Can ISA Server really protect your Exchange servers and network infrastructure better than other firewalls?

Microsoft recommends it, but ISA Server is a Microsoft product, so we can't really count on Redmond to be objective on the matter. In this column, I discuss ISA Server's strengths and weaknesses to help you decide whether or not it's the right firewall product for your environment.

Most firewalls function by regulating port access. There are over 65,000 TCP ports and just as many UDP ports that can be used as entry points into a network. Firewalls work by blocking access to unused ports. If a port is blocked, no one can use it to infiltrate your network.

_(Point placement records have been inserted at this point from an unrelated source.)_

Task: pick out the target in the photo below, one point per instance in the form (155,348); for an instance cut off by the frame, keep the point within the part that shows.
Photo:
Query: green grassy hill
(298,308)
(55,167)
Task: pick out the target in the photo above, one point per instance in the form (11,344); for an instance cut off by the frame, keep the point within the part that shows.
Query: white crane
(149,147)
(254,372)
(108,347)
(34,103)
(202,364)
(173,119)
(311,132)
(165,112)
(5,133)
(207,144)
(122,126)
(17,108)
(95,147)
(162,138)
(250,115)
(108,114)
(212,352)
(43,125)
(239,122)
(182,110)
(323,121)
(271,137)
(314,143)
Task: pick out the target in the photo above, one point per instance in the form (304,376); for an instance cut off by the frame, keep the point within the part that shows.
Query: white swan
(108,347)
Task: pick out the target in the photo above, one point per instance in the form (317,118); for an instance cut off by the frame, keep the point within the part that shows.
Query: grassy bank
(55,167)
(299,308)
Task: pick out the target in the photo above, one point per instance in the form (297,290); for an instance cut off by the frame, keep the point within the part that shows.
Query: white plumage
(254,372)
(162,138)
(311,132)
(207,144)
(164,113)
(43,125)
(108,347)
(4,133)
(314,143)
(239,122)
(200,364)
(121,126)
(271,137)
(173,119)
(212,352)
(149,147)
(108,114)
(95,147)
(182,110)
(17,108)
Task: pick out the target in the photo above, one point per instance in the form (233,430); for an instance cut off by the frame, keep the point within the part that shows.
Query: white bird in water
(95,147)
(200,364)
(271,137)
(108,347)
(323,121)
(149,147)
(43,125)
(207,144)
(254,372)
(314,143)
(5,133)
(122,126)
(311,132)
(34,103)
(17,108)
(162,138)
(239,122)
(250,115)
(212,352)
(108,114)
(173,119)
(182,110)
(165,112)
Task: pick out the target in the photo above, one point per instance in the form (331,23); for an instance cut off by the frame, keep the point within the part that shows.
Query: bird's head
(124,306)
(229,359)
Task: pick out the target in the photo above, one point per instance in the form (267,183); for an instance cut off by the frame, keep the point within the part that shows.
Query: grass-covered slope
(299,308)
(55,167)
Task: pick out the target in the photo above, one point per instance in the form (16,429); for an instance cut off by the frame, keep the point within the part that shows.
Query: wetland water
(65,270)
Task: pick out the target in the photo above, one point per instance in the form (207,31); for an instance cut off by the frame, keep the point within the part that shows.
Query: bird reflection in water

Most firewalls have a few other port-related features as well. One example is port forwarding. Let's suppose you have to leave TCP port 80 open so users can log onto your Outlook Web Access server. If your OWA server is the only server on your network that you want to make accessible through port 80, you don't want to just open that port and assume that nobody will ever try to access other servers through it. Instead, it's better to use port forwarding to force all traffic coming in through port 80 to go to your OWA server.

I don't want to waste a lot of time talking about basic firewall features. My point is that just about any firewall blocks ports and offers security features like port forwarding. For example, Cisco makes a variety of firewall appliances ranging in price from under $500 to over $14,000, and all of them have these basic port-control features.

ISA Server is priced somewhere in the middle. The standard edition goes for $1,499 per processor and the enterprise edition costs $5,999 per processor. In addition, you will also need a dedicated server and a copy of Windows Server 2003.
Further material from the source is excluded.